Je ne blâme personne. Lorsque je suis face à des Américains ou des Anglais, je suis le premier à invariablement surjouer mon accent et mes postures, à rentrer avec plaisir dans le rôle qu’ils attendent de moi. Je tiens bien haut ma cigarette et mon menton, j’ai des sourires méprisants, je bois du rouge… Vu de l’extérieur, ça doit être dégoûtant à regarder. La case de l’oncle Jean-François.

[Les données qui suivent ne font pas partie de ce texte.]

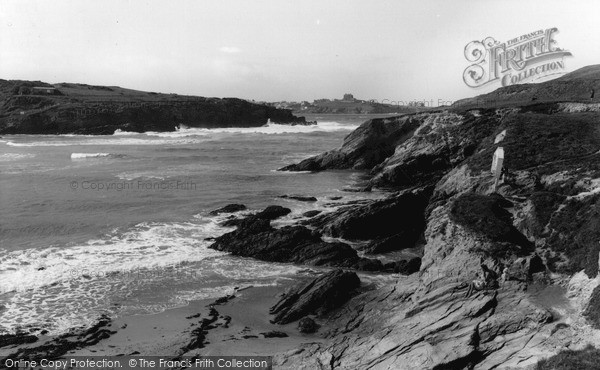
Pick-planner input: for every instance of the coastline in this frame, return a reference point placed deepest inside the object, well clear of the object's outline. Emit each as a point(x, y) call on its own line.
point(243, 321)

Ce matin dans le métro, j’ai croisé un blanc habillé en citoyen de South Central, Air Jordans et baggy XXL inclus. Il avait une casquette de basketteur à visière plate, sur laquelle était écrit “savoir-faire”. Savoir-Faire. Seuvwouâh faywe… Il devait sans doute être natif de Gif-sur-Yvette, son apparence et ce que je voyais de sa personnalité avaient l’air tellement randomisé qu’il aurait suffit d’un clip Vevo pour qu’il se métamorphose en néo-gothique résidant dans le Larzac et portant des tatouages de marins de la Royal Navy du XIXème siècle.
Dans un de ses pamphlets interdits, Céline pensait qu’il faudrait imposer aux Français une cure de quinze ans au pain sec et à l’eau pour redresser le pays, mais c’était fondamentalement un optimiste.